Quando una casa non è abitata durante l’inverno, è opportuno scaricare, attraverso l’apposita valvola, l’impianto idraulico così da evitare che l’acqua contenuta nei tubi possa gelare e, aumentando di volume, danneggi le tubature, il boiler o la stessa caldaia.

Per svuotare l’impianto si chiude la valvola generale d’intercettazione, posta subito dopo il contatore dell’acqua.
Si svuota quindi l’impianto aprendo il rubinetto di scarico (la valvola di scarico) posto dopo la saracinesca di intercettazione: per accelerare l’operazione basta aprire un rubinetto della cucina o del bagno.

Se durante l’inverno la casa è abitata saltuariamente è possibile evitare l’operazione di svuotamento: in questo caso, quando si prevede un periodo di gelo intenso, è sufficiente aprire un poco i rubinetti e lasciarli sgocciolare.

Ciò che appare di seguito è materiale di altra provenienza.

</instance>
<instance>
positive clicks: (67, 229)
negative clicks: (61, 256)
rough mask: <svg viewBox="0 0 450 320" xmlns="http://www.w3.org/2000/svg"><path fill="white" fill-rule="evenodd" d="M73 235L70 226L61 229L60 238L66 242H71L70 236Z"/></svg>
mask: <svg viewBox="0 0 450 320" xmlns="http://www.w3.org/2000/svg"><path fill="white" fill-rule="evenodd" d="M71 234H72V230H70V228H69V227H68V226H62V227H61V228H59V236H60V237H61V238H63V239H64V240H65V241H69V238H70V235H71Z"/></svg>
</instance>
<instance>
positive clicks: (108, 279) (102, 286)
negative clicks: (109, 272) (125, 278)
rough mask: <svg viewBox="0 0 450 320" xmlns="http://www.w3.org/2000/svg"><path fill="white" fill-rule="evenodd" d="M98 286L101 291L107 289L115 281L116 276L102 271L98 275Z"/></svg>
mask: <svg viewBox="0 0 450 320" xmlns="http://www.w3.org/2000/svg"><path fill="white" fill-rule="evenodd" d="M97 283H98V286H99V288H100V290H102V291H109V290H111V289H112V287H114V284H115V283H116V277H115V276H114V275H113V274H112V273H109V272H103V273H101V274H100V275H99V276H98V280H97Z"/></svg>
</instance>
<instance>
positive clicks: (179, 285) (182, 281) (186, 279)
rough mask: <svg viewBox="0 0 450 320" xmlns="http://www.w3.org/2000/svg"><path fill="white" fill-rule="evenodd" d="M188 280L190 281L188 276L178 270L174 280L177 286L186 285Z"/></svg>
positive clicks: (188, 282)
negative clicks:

Quando l’acqua scorre, anche se di poco, non ha il tempo di ghiacciare nelle tubazioni. Può tuttavia capitare che l’acqua ghiacci in qualche parte delle tubazioni maggiormente esposte al freddo, di solito quelle non murate.

Bisogna provvedere tempestivamente a scaldare il tubo gelato: con i tubi in ferro si può adoperare un normale saldatore a butano, passando oculatamente la fiamma lungo la tubazione laddove si è formato il ghiaccio. In alternativa si applica al tubo uno straccio spugnoso sopra il quale si versa acqua bollente a più riprese. Anche un asciugacapelli è utile, ma il riscaldamento del tubo in questo caso è sensibilmente più lento.

In tutti questi casi è bene cominciare a riscaldare il tubo partendo dal punto più vicino al rubinetto, allontanandosi quindi nella direzione del tubo; per verificare lo scongelamento si apre il rubinetto più vicino alla zona gelata.